Sandgren, a quarter-finalist at Melbourne Park last year and in 2018, initially suggested in a series of tweets that he could not travel, writing “Covid positive on Thanksgiving” and “Covid positive on Monday”.

However, he then said he was able to board the flight from Los Angeles on Wednesday, carrying other players and coaching staff to the first Grand Slam of the year, and described the tournament director of the ‘Australian Open Craig Tiley as a “wizard”.

“Wait, I think they’re trying to hook me up 15 minutes after the plane leaves … my bags still haven’t checked in lol,” he wrote on Twitter.

“Wow, I’m on the plane. Maybe I just held my breath for too long.

Sandgren, who questioned the reliability of the PCR tests, then tweeted that he was “totally healthy”.
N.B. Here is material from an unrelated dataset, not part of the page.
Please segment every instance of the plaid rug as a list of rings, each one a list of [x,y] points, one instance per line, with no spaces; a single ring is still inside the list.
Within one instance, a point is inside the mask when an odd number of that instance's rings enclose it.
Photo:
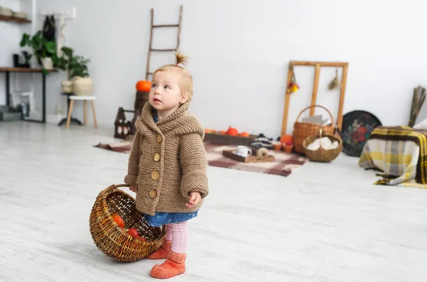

“My two tests were less than 8 weeks apart. I was sick in November, in perfect health now,” he added.

“There is not a single documented case where I would be contagious at this point.”

The Australian Open suggested that Victorian health authorities had given Sandgren, world No. 50, clearance to fly.

“Some people who have recovered from COVID-19 and who are not infectious may continue to spread the virus for several months,” the tournament’s official Twitter account said.

“Victorian government public health experts assess each case on the basis of additional detailed medical records to ensure they are not infectious before checking in on charter flights.

“Players and their teams are tested every day upon arrival in Australia, a much stricter process than anyone else in hotel quarantine.”

Some 1,200 players and coaching staff are expected to start arriving from Thursday for the tournament, which runs February 8-21, on 15 charter flights.

Players will be quarantined for two weeks before they can participate in the warm-up events at Melbourne Park from January 31.

They will only be allowed to leave their hotel rooms for five hours a day to attend the Australian Open bubble training venues.